Джину уже сознавал бесполезность дальнейших расспросов, но все же предпринял еще одну попытку.
–Суа, вам это имя знакомо? – спросил он на русском.
Дядя Леня задумался.
– Суа? Что за имя такое? Нет, не знаю… Так ты что? Кого-то хочешь отыскать в садоводстве? Тогда ты обратился по адресу!
Внезапно мужчина оживился.
– Послушай, я ведь тут всех знаю! И тут, и в соседнем… Ты садись, садись! Ты сам откуда будешь-то? А по-русски-то как чисто говоришь, молодец.
На столе материализовались бутылка с сомнительным содержимым и какая-то залежалая закуска. Джину, отказавшись от выпивки, присел на ручку старого кресла. Он не вникал в смысл произносимых дядей Леней речей, он прислушивался только к голосу. Да, несомненно, это были интонации его старого друга, но с голосом тоже было не ладно. Как в облике, так и в манере говорить проскальзывало что-то неуловимо жалкое, неуклюжее, никак не вязавшееся с образом человека, которого помнил Джину. И это пугало.
– Вы женаты?
– Нет и не был. Хотя, знаешь, ведь мог! Да, знаешь, сколько женщин с ума сходили по мне? Я ведь плаванием занимался и даже в олимпийской сборной был. Ты сейчас не смотри на меня! Это у меня так… небольшой отпуск. Захочу, пойду тренером в молодежку! Меня вот постоянно…
– Возможно, вы знакомы с семьей Ерофеевых из Озерного? – вмешался гость, не в силах более слушать этот бессвязный поток.
– А это из соседнего садоводства, что ли? Конечно, знал их. Крайний дом их по Парковой, у них еще дочка-студентка пропала.
– Да, именно. Вы что-нибудь знаете?
В осипшем голосе мужчины послышались плаксивые нотки.

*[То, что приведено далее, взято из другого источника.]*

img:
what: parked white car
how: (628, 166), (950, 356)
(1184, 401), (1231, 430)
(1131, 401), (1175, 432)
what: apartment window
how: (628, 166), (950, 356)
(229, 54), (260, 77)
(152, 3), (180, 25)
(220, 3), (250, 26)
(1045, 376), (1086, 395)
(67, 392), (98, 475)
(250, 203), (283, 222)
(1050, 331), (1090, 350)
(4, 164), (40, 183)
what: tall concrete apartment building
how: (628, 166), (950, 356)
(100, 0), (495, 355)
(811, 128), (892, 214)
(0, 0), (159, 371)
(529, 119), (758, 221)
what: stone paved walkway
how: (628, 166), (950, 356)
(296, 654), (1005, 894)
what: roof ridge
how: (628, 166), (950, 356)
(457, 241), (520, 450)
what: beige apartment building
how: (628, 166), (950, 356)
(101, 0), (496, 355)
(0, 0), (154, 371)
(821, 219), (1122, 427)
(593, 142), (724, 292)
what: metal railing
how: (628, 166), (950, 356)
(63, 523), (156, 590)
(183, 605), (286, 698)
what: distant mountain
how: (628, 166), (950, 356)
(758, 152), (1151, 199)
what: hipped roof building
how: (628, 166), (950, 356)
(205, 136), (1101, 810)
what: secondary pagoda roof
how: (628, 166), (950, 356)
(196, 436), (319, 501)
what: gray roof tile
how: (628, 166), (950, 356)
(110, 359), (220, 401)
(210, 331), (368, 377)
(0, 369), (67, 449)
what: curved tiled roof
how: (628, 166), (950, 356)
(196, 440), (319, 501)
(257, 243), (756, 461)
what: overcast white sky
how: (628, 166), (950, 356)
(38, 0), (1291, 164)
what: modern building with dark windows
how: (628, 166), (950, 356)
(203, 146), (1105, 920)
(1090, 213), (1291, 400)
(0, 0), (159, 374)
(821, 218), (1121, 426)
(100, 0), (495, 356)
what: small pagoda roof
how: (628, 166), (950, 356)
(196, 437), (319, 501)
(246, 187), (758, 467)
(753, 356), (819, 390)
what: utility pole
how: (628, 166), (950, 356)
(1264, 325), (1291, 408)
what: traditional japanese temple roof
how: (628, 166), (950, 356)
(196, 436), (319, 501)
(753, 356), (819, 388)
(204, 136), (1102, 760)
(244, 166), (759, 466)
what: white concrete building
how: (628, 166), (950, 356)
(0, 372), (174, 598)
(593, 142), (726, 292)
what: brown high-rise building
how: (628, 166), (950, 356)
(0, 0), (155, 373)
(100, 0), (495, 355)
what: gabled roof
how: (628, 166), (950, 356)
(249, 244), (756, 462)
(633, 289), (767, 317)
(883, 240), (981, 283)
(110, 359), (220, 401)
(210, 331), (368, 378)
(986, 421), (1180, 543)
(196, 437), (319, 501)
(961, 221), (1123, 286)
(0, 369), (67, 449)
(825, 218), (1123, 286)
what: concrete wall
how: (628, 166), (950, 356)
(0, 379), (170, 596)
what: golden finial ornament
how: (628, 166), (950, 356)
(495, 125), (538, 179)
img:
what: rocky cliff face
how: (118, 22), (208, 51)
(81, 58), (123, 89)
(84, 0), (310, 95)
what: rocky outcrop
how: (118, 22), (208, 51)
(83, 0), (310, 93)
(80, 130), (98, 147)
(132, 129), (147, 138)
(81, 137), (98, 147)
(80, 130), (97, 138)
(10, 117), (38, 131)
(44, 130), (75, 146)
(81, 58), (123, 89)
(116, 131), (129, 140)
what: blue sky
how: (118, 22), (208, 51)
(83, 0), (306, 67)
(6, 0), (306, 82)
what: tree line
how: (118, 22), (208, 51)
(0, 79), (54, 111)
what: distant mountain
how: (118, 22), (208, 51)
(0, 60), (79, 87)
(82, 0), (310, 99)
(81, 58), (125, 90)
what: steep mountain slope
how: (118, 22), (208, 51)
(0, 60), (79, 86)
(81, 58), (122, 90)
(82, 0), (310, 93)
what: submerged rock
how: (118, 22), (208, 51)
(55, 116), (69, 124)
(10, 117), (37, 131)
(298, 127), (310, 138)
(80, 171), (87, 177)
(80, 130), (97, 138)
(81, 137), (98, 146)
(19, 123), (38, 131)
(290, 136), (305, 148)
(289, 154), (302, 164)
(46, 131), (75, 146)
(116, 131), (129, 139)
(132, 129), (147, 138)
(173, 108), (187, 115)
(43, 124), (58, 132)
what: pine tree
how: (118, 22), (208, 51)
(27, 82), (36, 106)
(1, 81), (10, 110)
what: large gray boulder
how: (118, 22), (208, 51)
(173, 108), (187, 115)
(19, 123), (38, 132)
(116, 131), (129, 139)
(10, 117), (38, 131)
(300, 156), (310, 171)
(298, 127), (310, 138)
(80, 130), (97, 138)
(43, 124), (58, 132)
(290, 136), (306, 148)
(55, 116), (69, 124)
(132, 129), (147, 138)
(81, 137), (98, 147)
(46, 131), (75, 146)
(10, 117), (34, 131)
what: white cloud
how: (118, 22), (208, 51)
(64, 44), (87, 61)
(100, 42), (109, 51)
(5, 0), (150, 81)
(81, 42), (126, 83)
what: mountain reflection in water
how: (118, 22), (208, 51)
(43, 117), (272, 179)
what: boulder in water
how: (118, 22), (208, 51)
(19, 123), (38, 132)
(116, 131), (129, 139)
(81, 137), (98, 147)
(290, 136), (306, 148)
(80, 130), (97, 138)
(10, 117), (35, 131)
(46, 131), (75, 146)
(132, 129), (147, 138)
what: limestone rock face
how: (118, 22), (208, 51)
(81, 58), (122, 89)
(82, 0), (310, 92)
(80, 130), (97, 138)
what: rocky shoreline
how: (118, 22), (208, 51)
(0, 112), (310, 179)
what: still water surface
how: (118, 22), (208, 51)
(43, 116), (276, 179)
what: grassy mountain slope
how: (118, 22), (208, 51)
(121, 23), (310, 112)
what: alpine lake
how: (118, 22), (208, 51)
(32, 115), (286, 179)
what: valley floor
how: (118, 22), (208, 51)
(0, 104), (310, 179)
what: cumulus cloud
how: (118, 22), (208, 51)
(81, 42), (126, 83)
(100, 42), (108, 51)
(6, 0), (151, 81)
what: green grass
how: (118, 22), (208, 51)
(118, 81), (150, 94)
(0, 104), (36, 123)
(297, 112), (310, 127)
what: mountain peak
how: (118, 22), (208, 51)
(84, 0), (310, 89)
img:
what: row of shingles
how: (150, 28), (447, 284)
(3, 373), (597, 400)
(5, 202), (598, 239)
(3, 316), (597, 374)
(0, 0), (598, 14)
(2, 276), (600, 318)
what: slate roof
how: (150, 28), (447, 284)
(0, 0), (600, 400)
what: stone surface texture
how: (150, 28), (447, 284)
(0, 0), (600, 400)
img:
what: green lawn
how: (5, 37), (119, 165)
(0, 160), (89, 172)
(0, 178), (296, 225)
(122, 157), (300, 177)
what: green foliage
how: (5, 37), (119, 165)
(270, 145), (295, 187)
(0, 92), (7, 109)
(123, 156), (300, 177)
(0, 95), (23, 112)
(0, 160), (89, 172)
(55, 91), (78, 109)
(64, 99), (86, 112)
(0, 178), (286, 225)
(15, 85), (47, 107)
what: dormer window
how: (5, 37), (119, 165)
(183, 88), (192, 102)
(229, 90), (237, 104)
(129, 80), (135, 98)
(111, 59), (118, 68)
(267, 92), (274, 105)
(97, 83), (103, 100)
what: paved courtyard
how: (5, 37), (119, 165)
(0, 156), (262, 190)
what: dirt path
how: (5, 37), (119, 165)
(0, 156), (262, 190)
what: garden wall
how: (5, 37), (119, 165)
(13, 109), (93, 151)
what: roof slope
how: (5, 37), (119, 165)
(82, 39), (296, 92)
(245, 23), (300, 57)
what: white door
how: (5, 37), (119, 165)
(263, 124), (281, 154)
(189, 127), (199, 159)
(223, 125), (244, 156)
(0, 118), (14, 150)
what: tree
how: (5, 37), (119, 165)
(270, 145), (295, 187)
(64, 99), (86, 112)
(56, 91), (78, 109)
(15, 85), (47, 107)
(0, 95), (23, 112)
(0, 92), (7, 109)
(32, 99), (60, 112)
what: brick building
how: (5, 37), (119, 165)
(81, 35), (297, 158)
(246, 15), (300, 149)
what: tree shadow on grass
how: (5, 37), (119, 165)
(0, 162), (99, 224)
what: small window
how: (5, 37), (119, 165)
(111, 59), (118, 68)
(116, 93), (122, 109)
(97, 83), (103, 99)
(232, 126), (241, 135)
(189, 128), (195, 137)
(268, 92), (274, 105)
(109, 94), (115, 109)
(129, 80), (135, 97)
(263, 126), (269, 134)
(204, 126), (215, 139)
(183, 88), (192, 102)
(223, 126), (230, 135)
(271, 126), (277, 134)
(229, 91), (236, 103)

– Да, как не знать-то? С Константином как с тобой вот сидел. Жену его поминали. Умерла Ирина-то… от болезни, что ли, какой? Не помню. Да, только ненамного он ее и пережил. Слышал, не стало этой зимой и его.
За стеной раздался неясный шум.
«Рита», – щелкнуло в голове у Джину. Он вскочил и через мгновенье был уже на крыльце.
– Рита! – позвал он еще раз и прислушался. Ответа не было. Июньский полумрак окутывал лес, и под несмолкающую колыбельную соловьев ночные сумерки плавно перетекали в утренние. Джину ощутил, как внезапно сбилось дыхание, и непереносимый озноб стал захватывать онемевшее тело. Однако, усилием воли вернув контроль над членами, он перемахнул через крыльцо и побежал в сторону леса.
***
Девушка устроилась на самом краешке стула, единственном свободном островке посреди залежей мусора, теперь полновластного хозяина прежде столь любимой ею комнаты. Из-за приоткрытой двери до ее слуха доносился хрипловатый бас, в котором, словно в мутном водовороте, иногда всплывал невозмутимый голос Джину. Но Рита больше не прислушивалась к происходящему за стеной, для нее и так было все очевидно. Лишенные жизни оголенные стены и вся вмещенная в них обстановка говорили явственнее слов. Она любила дядю Леню и не находила в себе смелости, пойти и посмотреть, что с ним сделало время. Или это было не время, а она сама? Уже несколько дней девушка настойчиво искала ответ, скрытый где-то в глубине мироздания. И то, что так долго принималось ею за дар, теперь стало лишь частью мучительной головоломки. Она увязала все глубже, позволяя невидимым копьям мыслей уязвлять свое существо. Со дна памяти невольно поднимались ее первые месяцы после отъезда из России, отмеченные непрерывными звонками в родительский дом. Тогда равнодушные длинные гудки рождали в ней чувство, схожее с болью первой безответной любви. Но однажды ей удалось все отпустить. В тот день они с Джину были в горах. Зажженное над городом солнце бросало полные нежности взгляды на их убежище под сосной, и девушка, греясь в этих лучах, смотрела, как любимый рисует. Он писал прекрасную картину, где обретали цвет и форму слова, и каждый образ, пройдя через корни и ствол языка, раскидывал свою богатую крону над миром. Тогда впервые после приезда ей тоже страстно захотелось притронуться к краскам. Осторожно исследуя свое побуждение, она внутри уже ликовала: сегодня ее лист не будет пустым.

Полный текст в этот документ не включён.